Peter’s Principle is alive
We’ve all heard of it! The art of continuing to promote people in an organization until they reach a level of incompetency. The sad thing is, everyone in a large company will be able to come up with an example of this principle. Does this principle explain why, in a Deloitte Insights survey , that 86% of leaders thought succession planning was urgent or important but unfortunately only 13% of them felt it was done well?
Or is it that succession planning can often be decided by a close knit few behind closed doors? The outcome often favoring the confident, socially skilled and political masters rather than recognizing the hidden talent. Let’s take a look at a couple of the common challenges.
Investing in your future
From a board, shareholder and even economic perspective succession planning is key. Retaining and developing the best people for the business’ future. With a possibility to reduce expensive external hiring costs too. All good. However, some organizations fail to incorporate the future into their succession planning process.
The identification and assessment of potential candidates is the result of looking at how they are performing in their current role. John is a great Financial Controller. It’s obvious he should be the next CFO.
Without factoring in where the company is going strategically, what are the skills, capabilities or even mindset needed, how can a business effectively make the right succession choice?

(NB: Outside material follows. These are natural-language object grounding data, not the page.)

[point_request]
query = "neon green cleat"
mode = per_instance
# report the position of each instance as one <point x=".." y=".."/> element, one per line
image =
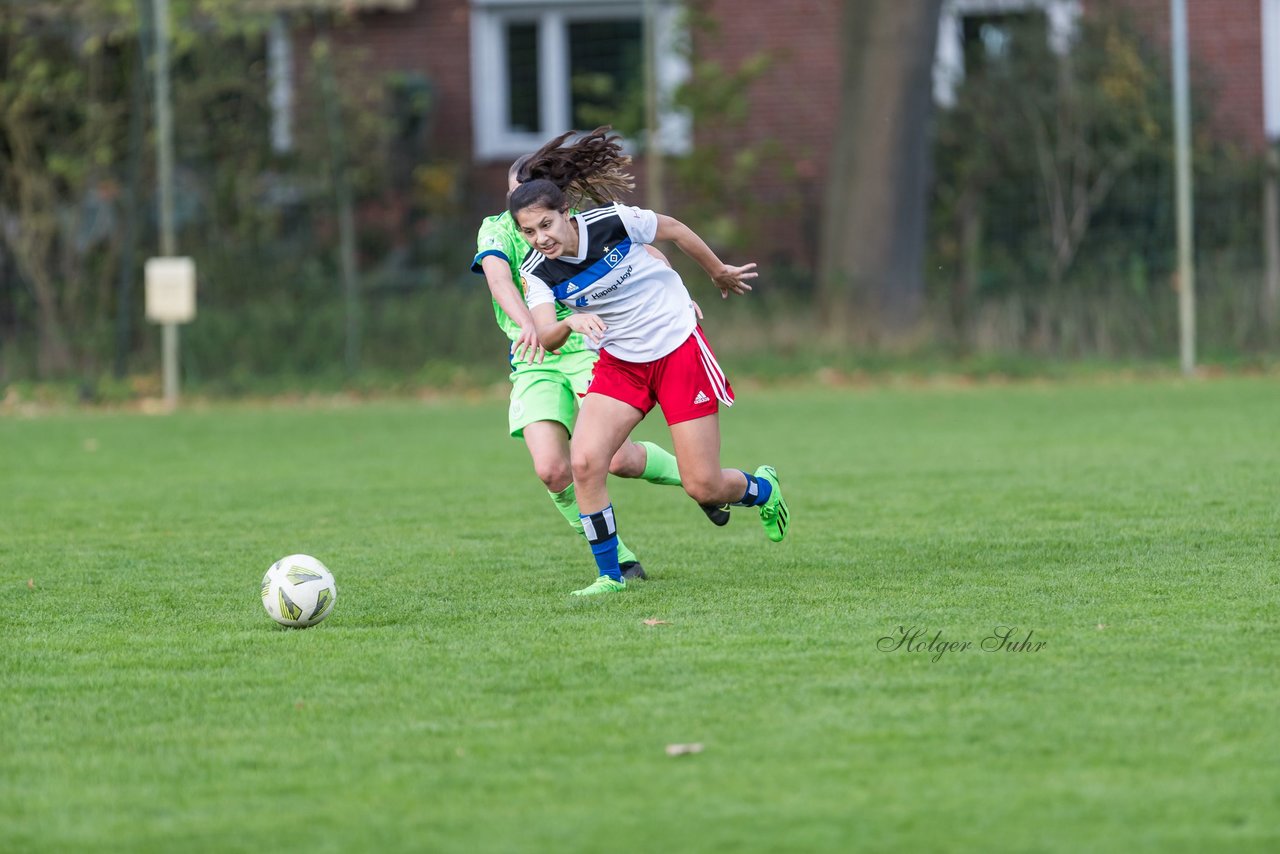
<point x="603" y="584"/>
<point x="773" y="512"/>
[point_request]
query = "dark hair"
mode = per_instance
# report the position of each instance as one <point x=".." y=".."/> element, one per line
<point x="536" y="192"/>
<point x="589" y="168"/>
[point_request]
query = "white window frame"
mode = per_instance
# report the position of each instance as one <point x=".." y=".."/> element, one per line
<point x="490" y="94"/>
<point x="949" y="59"/>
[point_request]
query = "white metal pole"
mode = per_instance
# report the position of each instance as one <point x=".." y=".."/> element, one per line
<point x="1183" y="163"/>
<point x="164" y="168"/>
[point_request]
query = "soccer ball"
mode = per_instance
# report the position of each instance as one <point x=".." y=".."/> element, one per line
<point x="298" y="590"/>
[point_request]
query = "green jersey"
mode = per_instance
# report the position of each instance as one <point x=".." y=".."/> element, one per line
<point x="501" y="237"/>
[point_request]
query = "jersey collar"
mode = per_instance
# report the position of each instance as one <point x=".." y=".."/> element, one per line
<point x="581" y="242"/>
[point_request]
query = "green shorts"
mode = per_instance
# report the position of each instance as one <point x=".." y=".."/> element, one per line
<point x="549" y="392"/>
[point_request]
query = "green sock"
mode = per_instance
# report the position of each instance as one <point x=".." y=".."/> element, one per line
<point x="659" y="466"/>
<point x="566" y="502"/>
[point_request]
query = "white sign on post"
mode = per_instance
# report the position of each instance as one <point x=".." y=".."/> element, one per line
<point x="170" y="284"/>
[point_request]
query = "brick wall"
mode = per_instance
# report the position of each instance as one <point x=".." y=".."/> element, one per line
<point x="794" y="103"/>
<point x="1225" y="63"/>
<point x="433" y="39"/>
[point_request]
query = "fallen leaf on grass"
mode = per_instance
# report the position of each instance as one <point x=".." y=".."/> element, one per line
<point x="684" y="749"/>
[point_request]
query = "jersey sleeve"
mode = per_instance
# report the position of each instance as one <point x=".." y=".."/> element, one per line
<point x="493" y="240"/>
<point x="536" y="293"/>
<point x="641" y="224"/>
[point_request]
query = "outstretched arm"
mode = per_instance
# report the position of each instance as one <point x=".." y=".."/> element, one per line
<point x="728" y="279"/>
<point x="553" y="333"/>
<point x="497" y="273"/>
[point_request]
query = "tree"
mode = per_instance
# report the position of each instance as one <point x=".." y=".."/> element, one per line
<point x="874" y="219"/>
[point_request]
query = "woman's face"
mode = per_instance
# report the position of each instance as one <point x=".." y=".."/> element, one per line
<point x="551" y="232"/>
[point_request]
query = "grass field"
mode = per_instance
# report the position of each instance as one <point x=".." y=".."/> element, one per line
<point x="458" y="700"/>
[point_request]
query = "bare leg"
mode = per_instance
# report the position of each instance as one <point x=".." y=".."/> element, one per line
<point x="696" y="446"/>
<point x="548" y="446"/>
<point x="629" y="460"/>
<point x="603" y="425"/>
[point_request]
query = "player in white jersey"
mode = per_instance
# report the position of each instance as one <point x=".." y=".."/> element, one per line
<point x="652" y="351"/>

And it’s not just for the senior roles. Succession planning is equally important for technology roles, for example, where certain expertise is sought after. Or based on the strategic plan maybe the current core technology will be outsourced, and the future Head of Product Development will need to have strong people management and be commercially savvy, instead of the technically strong incumbent? Melanie, as the go-to knowledgeable software architect, on current performance rating might be in contention as a succession candidate until the future is taken into consideration.
Assessing future scenario performance
Here’s where another challenge surfaces. Most companies recognize that assuming that a candidate is good in a current role doesn’t automatically guarantee they will thrive when promoted. Instead, companies have found a way to measure a candidate’s performance against predefined requirements for the role. The current incarnation of the role.
This is where another challenge pops up. Job specifications – generally written by HR – do not easily translate into personal requirements that can be measured onto somebody performing in a different role.
What’s needed is a set of realistic and intertwined role play scenarios, reflecting a full set of responsibilities for the role in line with elements from the company’s strategic plan. Making the role play as realistic as possible, for instance adding time pressure in solving scenarios, will quickly reveal the naked, true behaviour of a person.
Acknowledging what it means for your leaders
Succession planning requires a lot of your current leaders, even beyond the identification and assessment of candidates. They’re also expected to support and train them. As well as ensuring critical information and knowledge is shared, they might have to help build a relationship, maybe within their own existing network, for their successor to replace them.
And, that’s the crux of it. Organizations expect their leaders to be mature, self-aware individuals who can rationally accept that all this succession planning work means they’re not indispensable. As a current leader you’re looking at your own shelf-life date. No wonder, the ego’s insecurities are triggered. For those leaders who aren’t looking forward to retirement, or haven’t been identified as Board level or CEO successors themselves – what then?
In a large international high-tech company, the CTO had done all that was expected of him. Identified a successor, executing on a development plan and had even invested in an external personal coach for the candidate. All great. Until the CTO commented that he’d support the candidate until he became a threat to CTO’s own Board position. Eeerrr. Wait! What?
Unsurprisingly, about six months later, the succession candidate left. The company was back to square one and significant investment lost.
Making succession planning a success
People are complicated. By its very nature, succession planning can bring out their competitive side. To minimize the potential negative impact, I’ve found these pointers invaluable.
- Be transparent about the succession planning process. Don’t do it behind closed doors.
- Ensure your process of identification involves the business not just HR. Strategic goals and plans need to be incorporated into the selection criteria.
- Adopt a realistic assessment approach which allows candidates to be measured against what is expected of them in a future based scenario with appropriate real-life pressures.
- Provide coaching not only for the candidates but also for the current leaders. Without the existing leaders being fully committed to all that succession planning really means to everyone involved, the best process in the world can be undermined.
Succession planning is a delicate balance of managing everyone’s expectations with what’s best for the business. Effective identification, realistic assessment and ongoing coaching allows organizations to be confident about their future leadership team, maintain team cohesion and achieve business objectives.